The Hamptons Letting Index for September showed that mortgage interest payments were 58 per cent, or collectively £5.5bn higher, than when average rates fell to a low in November 2021.

Altogether, buy-to-let investors are currently paying £15bn in mortgage interest.

Hamptons said the increase was reflective of new investors purchasing on higher interest rates, a rise in tracker pricing and the expiry of fixed rate terms.

The firm said this was despite a fall in the number of outstanding buy-to-let mortgages since November last year which indicated that investors were either paying down their debt or selling up. The value of outstanding buy-to-let mortgages has also stayed relatively flat even though there are fewer outstanding.

The average rate on outstanding landlord mortgages was 3.4 per cent in August but Hamptons warned that if this rose to four per cent, the money spent on mortgage interest payments would rise to £17.9bn.

If rates average at five per cent, this will rise to £22.4bn and at six per cent, will amount to £26.8bn.


Eating into rental payments

According to Hamptons, 26 per cent of all rental income in the UK goes towards mortgage interest, which is up from a low of 17 per cent in January last year. Meanwhile, the average mortgaged landlord paid 37 per cent of their rental income on mortgage interest in August, up from a low of 24 per cent of November 2021.

Hamptons said if average rates on outstanding landlord mortgages rose to four per cent, around 43 per cent of rental income would be spent on interest and at five per cent, this would rise to 54 per cent.

With average rates of six per cent, this would mean landlords spend 64 per cent of rental income on mortgage interest payments.

Aneisha Beveridge, head of research at Hamptons, said: “With mortgage interest often landlords’ largest cost, the pace at which rates have risen has squeezed investors. Even if there are no further rate hikes by the Bank of England, we could see the amount of mortgage interest paid by landlords exceed £20bn over the next two years.

“This has the potential to eat up just over half the amount mortgaged landlords receive in rent. For some investors, this will be unaffordable, and they will likely bow out, keeping upward pressure on rents.”


Average rents rise at record rate

The average cost of a newly let property rose by 11.7 per cent annually in September, which was the second fastest increase on record. The average rent rose to £1,325 per month, up from £1,186 a year ago.

Rents are rising faster in London, Hamptons said, with the average cost jumping by 15.7 per cent or £322 a month when compared to last year.

Nationally, most regions recorded rental rises in the double digits.


Decline in rental homes

Hamptons noted that although mortgage debt held by landlords increased by 43 per cent between March 2015 and November 2021, over that time, there was just a four per cent rise in the number of rented homes.

The firm said this suggested that landlords were not borrowing to buy more properties.

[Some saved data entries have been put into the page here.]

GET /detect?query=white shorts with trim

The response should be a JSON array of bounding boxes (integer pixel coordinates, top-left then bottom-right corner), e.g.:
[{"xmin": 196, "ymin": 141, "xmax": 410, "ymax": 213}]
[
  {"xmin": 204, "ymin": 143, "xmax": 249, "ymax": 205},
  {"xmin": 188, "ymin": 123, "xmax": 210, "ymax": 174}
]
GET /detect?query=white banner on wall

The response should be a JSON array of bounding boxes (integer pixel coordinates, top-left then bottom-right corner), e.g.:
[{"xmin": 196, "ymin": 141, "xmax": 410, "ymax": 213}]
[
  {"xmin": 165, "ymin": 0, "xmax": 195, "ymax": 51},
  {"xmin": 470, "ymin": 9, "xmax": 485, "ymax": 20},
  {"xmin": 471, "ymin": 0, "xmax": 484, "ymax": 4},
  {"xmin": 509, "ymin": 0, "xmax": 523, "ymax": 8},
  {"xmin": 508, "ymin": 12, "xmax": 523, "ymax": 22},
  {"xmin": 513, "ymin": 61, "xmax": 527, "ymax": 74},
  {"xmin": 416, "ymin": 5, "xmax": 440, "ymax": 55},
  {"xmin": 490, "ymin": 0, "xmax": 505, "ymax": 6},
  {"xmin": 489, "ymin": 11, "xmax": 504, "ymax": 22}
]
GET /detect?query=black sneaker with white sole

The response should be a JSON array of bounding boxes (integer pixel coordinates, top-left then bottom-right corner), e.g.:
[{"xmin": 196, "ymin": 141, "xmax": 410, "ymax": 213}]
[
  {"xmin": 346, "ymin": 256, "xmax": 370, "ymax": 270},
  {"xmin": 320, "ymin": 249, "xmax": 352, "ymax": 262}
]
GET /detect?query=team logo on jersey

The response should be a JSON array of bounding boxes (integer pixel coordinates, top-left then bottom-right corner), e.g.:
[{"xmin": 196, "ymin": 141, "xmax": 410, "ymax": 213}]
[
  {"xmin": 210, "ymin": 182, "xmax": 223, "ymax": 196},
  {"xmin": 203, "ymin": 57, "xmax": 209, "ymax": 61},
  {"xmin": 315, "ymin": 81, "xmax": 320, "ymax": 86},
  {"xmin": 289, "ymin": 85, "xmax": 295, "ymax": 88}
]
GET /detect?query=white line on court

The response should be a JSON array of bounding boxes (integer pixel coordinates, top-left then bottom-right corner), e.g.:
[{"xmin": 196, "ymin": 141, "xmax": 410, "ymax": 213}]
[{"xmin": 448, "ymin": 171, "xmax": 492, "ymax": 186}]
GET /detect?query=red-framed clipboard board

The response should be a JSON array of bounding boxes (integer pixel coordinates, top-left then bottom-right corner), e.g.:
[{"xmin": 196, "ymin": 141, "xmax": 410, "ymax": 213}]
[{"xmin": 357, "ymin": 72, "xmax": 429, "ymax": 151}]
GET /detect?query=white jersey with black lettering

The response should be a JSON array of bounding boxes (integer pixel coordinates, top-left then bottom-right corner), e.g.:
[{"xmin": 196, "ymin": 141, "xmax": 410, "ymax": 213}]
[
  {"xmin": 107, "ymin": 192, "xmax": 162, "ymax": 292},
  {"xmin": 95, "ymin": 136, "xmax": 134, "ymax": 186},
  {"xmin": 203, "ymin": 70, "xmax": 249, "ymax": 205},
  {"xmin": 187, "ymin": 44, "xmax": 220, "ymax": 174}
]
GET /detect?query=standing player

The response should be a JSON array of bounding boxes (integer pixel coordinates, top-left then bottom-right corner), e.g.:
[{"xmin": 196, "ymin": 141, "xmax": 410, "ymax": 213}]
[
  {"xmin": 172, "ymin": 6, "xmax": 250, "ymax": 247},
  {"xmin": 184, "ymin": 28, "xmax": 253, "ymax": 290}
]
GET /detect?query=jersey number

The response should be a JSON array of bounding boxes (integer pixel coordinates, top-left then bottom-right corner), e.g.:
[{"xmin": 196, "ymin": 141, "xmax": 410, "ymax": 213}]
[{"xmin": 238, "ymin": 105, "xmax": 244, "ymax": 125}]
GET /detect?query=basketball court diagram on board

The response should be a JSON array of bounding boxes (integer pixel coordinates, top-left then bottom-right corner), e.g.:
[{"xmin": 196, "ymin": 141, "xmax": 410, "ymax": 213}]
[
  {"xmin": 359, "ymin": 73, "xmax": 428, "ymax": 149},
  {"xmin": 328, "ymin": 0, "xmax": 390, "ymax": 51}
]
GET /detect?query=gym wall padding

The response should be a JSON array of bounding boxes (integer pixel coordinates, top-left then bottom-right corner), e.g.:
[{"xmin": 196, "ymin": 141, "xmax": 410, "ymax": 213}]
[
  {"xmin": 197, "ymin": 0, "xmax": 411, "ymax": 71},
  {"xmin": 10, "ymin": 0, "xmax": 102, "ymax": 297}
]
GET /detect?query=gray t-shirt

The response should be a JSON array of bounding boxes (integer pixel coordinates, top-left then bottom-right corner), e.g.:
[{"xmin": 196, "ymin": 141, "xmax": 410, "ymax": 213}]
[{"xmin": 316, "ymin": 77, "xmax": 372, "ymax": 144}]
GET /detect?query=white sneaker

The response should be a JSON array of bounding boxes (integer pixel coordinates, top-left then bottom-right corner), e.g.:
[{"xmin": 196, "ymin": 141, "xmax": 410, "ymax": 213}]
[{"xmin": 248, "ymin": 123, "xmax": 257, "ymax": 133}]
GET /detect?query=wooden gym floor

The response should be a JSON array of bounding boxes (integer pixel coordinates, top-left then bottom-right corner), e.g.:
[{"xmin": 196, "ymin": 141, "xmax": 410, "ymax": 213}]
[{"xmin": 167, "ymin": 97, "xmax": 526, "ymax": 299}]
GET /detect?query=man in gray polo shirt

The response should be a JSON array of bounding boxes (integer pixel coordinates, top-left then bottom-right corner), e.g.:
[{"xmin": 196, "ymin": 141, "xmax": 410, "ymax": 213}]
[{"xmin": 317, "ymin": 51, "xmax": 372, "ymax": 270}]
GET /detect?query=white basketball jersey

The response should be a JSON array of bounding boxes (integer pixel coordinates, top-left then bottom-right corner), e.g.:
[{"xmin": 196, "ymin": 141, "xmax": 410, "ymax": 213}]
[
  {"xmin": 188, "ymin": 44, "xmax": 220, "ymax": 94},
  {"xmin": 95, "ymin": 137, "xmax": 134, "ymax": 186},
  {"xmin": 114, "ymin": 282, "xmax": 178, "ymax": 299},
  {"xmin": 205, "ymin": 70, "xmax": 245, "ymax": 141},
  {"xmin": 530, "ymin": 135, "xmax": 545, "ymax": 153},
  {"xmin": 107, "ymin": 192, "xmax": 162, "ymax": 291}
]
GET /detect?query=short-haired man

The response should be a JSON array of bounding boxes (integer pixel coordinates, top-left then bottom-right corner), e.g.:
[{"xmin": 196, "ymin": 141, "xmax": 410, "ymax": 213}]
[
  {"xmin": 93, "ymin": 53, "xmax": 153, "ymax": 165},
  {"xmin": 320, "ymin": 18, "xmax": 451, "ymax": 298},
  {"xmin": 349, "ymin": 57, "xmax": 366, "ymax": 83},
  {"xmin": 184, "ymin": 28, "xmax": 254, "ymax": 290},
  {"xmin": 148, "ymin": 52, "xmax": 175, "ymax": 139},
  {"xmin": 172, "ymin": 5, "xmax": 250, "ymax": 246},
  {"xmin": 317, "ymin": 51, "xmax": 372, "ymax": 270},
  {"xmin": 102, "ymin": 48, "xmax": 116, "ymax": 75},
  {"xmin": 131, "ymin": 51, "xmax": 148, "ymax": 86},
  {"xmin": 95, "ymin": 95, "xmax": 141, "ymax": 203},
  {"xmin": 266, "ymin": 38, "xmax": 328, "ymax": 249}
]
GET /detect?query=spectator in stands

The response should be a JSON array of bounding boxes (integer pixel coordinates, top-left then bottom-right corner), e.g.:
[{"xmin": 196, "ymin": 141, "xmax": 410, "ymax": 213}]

Beveridge added: “A decade of cheap money and rising house prices encouraged many landlords to remortgage and extract cash out of their buy-to-let when remortgaging. Our analysis suggests that most of this money wasn’t reinvested back into buying rental homes and was invested elsewhere or used to help their children buy their first home.

“Rising rates will reverse this flow of finance, pulling cash out of the economy and back into the housing market as investors look to pay down their debt instead.”